We’ve all seen them. Movies when a cry goes out for a doctor on board. If you fly United and you are a doctor you should put your head down, because you may be about to be thrown off the flight.

What a disaster! For everybody concerned.

A doctor was violently removed from a United Airlines flight by aviation police officials at Chicago’s O’Hare international airport on Sunday, in an incident captured and shared via social media several million times on video by fellow passengers.

Airport guards can be seen aggressively grabbing, bouncing his face of an aisle seat and then dragging, the passenger down the aisle of the plane, which was bound for Louisville, Kentucky. Other passengers can be heard screaming and shouting “Oh my God” and “Look at what you did to him.”

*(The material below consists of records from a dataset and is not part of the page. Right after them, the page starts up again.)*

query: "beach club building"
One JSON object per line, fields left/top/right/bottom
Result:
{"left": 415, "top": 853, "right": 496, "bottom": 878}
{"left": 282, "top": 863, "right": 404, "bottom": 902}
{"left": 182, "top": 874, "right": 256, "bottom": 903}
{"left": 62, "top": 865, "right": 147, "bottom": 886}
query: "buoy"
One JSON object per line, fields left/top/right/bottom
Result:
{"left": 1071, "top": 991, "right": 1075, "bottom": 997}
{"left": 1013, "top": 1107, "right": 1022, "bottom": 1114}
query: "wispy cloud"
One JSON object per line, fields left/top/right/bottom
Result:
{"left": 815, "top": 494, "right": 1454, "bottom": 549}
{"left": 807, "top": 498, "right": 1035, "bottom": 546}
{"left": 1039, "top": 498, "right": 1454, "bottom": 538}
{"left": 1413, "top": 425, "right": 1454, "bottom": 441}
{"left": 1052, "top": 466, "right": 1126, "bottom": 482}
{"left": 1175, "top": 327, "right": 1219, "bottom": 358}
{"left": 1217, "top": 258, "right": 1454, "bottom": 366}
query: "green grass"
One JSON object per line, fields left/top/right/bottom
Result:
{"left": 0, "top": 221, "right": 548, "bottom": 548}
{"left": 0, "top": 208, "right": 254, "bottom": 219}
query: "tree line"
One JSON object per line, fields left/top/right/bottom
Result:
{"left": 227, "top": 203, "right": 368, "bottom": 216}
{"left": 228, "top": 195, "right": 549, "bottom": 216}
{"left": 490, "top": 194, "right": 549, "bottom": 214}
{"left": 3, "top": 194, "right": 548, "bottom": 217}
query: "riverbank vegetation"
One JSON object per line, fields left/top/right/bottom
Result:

The airline said in a statement that the flight was overbooked, and that as no passengers agreed to voluntarily give up their seats the airline representatives had to choose four passengers to leave the plane at random based on ticket class, flier status and check-in time, and that one man who had been selected refused to leave his seat.

This apparently is pretty standard industry practice, airlines regularly overbook flights (betting on 5% of travelers not showing up) and then bump people off and give them a later flight and perhaps a voucher against future travel.

Now of course this is potentially good news if you are not chasing a connecting flight, a doctor’s appointment (especially if you are the doctor), a wedding, a funeral, or even a really important business critical meeting. You might end up ahead of the game.

One of your sources of power in a negotiation (which this should become) is what you have that the other side wants. If you have a seat that the airline wants back pretty desperately then you could trade that back for a better deal.

In this case the passenger was not prepared to leave the flight despite the incentives offered. Whilst he technically had to by law, the force and violence that bore down on him from a frankly zealous (to put it mildly) airport official had to be seen to be believed.

The opportunity for the doctor now is that as person with some considerable grievance he should make a proposal to United to help make the problem go away.

Whilst complaining and arguing about who was to blame may be remarkably cathartic, it will not get you very far. Free flights for life and a healthy compensation package may go a lot further.